Em Capelinha, uma jovem de 22 anos foi presa preventivamente durante operação da Delegacia Especializada de Atendimento à Mulher (Deam). Segundo as investigações, ela é suspeita de aliciar adolescentes, oferecendo bebidas alcoólicas e drogas, além de incentivar a evasão do ambiente familiar e práticas de natureza sexual.
Durante o cumprimento dos mandados, os policiais encontraram os menores em condições consideradas insalubres, com acúmulo de lixo e presença de álcool no local. A situação, de acordo com a polícia, representava riscos físicos e psicológicos, além de violar direitos garantidos pelo Estatuto da Criança e do Adolescente (ECA). A ação faz parte da campanha Maio Laranja, voltada ao combate à violência sexual contra menores.
Extorsão e pornografia infantil
Já em Divinolândia de Minas, uma mulher de 25 anos foi presa em flagrante durante o cumprimento de um mandado de busca e apreensão. As investigações, conduzidas pela delegacia vinculada ao município de Virginópolis, apontam que a suspeita utilizava meios digitais para extorquir uma vítima menor de idade.
De acordo com a Polícia Civil, a mulher ameaçava divulgar imagens íntimas da vítima caso não recebesse transferências em dinheiro via Pix.
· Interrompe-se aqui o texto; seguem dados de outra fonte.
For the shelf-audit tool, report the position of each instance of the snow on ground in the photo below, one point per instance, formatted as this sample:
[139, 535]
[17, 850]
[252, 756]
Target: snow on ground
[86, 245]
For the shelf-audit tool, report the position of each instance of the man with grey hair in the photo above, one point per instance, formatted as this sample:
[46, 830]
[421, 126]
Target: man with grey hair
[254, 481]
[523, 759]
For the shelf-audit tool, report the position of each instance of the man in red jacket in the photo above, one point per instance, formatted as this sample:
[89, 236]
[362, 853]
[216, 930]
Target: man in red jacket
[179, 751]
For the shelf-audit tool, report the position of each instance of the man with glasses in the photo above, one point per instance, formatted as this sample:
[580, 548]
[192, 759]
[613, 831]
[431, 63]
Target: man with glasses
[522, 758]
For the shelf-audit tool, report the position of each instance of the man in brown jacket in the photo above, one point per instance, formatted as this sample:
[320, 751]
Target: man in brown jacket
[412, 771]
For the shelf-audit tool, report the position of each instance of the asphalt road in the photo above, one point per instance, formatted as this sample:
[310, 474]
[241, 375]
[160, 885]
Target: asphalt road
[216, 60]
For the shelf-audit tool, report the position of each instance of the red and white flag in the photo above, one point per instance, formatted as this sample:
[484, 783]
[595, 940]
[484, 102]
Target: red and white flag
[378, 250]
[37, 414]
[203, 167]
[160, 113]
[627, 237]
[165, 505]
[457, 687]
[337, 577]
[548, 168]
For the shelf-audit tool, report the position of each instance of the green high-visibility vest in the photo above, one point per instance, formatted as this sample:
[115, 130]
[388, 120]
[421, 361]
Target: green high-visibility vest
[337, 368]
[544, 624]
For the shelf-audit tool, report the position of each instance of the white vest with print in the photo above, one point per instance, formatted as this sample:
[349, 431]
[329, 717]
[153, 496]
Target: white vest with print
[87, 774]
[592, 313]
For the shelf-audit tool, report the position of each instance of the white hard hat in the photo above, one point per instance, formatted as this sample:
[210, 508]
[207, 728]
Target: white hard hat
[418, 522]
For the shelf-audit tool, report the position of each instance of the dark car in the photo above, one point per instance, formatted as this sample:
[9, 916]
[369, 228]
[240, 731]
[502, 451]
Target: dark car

Durante a operação, dois celulares foram apreendidos, e neles foram encontrados materiais pornográficos relacionados ao caso.
Em depoimento, a suspeita confessou o crime e admitiu, ainda, ter compartilhado as imagens com terceiros. Diante das evidências, a prisão foi ratificada com base no artigo 241-B do ECA, que trata da posse de material pornográfico envolvendo crianças e adolescentes.
As duas investigadas foram encaminhadas ao sistema prisional e permanecem à disposição da Justiça.